Bathing in the sea is much practiced by fashionable people who make annual visits to the sea-coast for this purpose. It is no doubt useful, though many who participate in it would doubtless receive quite as much benefit if they took as many baths at home during the whole year as they take at the fashionable watering-places in a single week. It is a fine thing to be well washed once a year, however, if not more often.

As generally conducted, sea-bathing is not more beneficial than harmful. The dissipation accompanying it more than counterbalances what good might be gained. It is rather absurd to attribute any specific virtues to sea-water, as many do. Quite a large business is carried on in the evaporation of sea-water and the sale of the dirty residue, which is again dissolved in water and used in bathing by those who live too far inland to enjoy the benefits of bathing in the sea, or who prefer to take their sea-bath in their own private bath-room.
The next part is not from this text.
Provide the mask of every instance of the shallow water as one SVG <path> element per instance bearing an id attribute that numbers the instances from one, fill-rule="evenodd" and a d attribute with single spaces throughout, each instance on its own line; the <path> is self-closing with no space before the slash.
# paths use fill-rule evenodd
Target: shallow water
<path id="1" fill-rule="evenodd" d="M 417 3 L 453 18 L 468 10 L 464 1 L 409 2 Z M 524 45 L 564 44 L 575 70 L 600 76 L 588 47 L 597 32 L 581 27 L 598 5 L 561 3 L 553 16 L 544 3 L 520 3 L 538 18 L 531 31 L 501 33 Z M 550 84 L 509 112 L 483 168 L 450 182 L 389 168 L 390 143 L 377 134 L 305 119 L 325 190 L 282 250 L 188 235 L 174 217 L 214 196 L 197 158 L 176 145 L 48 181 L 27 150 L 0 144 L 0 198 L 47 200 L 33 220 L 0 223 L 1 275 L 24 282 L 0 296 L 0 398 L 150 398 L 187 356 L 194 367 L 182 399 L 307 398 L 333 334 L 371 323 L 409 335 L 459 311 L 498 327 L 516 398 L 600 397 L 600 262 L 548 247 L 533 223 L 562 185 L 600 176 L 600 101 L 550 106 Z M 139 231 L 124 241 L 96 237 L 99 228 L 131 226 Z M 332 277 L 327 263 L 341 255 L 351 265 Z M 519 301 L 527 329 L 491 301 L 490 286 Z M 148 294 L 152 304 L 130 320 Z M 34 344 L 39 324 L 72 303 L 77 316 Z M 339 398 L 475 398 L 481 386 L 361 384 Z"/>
Everything must have a counterfeit, and so this seasalt is imitated by base swindlers who prepare a mixture of chemicals just as powerful, but not quite so complicated, and less dirty, though certainly equally good. All of this trouble and swindling might be saved if people would only consider for a moment the fact that all the benefit they obtain from bathing is derived from the exercise, the temperature, and pure water, and not from any impurities which the water may chance to contain.

Sea-bathing is usually overdone. More benefit will be gained by one or two daily baths than by a half-dozen. Fifty baths in a single week are not equivalent to a single bath each in fifty weeks.

MEDICATED BATHS.

We have no faith in medicated baths in general. They are occasionally useful for the destruction of vermin, animal parasites, and perhaps in certain cases of skin disease. Generally, it is far better to take the limpid element “Simon pure,” unadulterated. Many medicated baths have acquired great celebrity by the performance of cures really wonderful, but wholly attributable to water only, in spite of, rather than in conjunction with, the foreign medicament added.

OIL BATH.

Inunction was greatly practiced by the ancients in connection with the Roman and Turkish baths. It consists in rubbing the skin very thoroughly with some unctuous substance. Olive oil may be employed, but cosmoline or vaseline, two refined products of coal oil, are in some respects preferable. Olive oil cannot be obtained pure, except at almost fabulous prices. That sold in the drug stores as olive oil is really cotton-seed oil and mixtures of lard with various other vegetable oils.

A warm bath should first be administered. Then dry the patient, as usual, and apply the unguent, taking care to rub it in thoroughly. Simply greasing the surface is not the object sought. The skin and flesh should be worked, rubbed, and kneaded until the oil nearly disappears from the surface.